Finalmente Gyokeres triunfa no arsenal

 

Arteta analisa momento de Gyokeres: «Precisa de começar a finalizar as oportunidades»

Na antevisão ao encontro com o Wolverhampton, para a 16.ª jornada da Premier League, Mikel Arteta abordou a situação de Viktor Gyokeres no Arsenal. O treinador espanhol mostrou plena confiança no antigo avançado do Sporting, destacando que o sueco atravessava um bom período antes da lesão que o afastou dos relvados durante algumas semanas.

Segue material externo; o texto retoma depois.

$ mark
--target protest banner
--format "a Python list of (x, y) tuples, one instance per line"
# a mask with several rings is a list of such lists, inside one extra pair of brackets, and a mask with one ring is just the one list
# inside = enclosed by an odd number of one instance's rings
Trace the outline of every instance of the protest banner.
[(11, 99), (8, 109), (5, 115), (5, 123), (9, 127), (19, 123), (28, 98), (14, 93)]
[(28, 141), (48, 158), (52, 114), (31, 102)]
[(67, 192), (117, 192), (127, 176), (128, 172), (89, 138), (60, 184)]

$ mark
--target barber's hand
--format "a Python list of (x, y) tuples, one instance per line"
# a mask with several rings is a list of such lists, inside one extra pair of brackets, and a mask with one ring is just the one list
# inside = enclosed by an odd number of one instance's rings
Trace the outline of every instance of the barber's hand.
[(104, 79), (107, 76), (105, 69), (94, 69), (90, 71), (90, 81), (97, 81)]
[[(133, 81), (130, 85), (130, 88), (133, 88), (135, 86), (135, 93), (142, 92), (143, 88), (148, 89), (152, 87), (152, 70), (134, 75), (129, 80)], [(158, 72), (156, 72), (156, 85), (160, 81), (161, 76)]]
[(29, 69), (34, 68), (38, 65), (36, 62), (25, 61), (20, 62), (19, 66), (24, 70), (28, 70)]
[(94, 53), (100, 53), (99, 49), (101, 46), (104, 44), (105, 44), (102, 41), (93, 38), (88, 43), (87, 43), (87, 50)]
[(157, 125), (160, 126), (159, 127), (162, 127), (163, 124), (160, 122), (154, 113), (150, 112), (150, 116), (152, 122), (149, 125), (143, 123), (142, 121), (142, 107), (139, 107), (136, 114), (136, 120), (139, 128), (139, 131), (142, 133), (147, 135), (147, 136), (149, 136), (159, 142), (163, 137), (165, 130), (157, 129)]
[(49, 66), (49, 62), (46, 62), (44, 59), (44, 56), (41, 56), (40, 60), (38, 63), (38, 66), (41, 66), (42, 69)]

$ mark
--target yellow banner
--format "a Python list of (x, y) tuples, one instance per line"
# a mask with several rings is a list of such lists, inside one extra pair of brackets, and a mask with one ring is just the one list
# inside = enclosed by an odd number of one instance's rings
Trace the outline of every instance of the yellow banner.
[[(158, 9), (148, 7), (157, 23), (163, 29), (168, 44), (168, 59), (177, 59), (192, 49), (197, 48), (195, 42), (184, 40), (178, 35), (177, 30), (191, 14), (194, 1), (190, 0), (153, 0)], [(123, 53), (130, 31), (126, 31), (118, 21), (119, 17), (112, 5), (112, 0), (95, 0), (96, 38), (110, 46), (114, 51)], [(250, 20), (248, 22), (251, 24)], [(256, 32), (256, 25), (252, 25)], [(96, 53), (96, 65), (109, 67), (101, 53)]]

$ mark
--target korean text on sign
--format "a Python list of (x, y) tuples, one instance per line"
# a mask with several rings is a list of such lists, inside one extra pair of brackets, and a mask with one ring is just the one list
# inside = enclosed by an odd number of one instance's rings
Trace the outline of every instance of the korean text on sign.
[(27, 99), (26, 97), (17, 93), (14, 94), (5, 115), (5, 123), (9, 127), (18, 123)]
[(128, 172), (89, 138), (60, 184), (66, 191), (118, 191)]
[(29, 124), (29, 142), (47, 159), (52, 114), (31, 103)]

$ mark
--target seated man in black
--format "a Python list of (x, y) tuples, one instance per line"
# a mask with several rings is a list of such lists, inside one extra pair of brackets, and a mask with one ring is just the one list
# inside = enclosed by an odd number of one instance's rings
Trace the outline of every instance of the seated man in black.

Arteta considera que o rendimento de Gyokeres depende de uma combinação entre as características individuais do jogador e o próprio modelo de jogo dos “gunners”. «Tudo tem de encaixar. Cabe-nos colocá-lo nas melhores condições para atingir o seu potencial, mas também há aspetos da nossa forma de jogar que ele precisa de preencher. É uma fusão», explicou.

Sobre o processo de adaptação do avançado à realidade inglesa, o treinador destacou que o início foi exigente, em parte por não ter feito pré-época. Ainda assim, garante que os golos vão aparecer: «Antes da lesão estava num bom momento. Agora está a ganhar continuidade e os golos vão surgir. Vamos ficar muito satisfeitos com ele.»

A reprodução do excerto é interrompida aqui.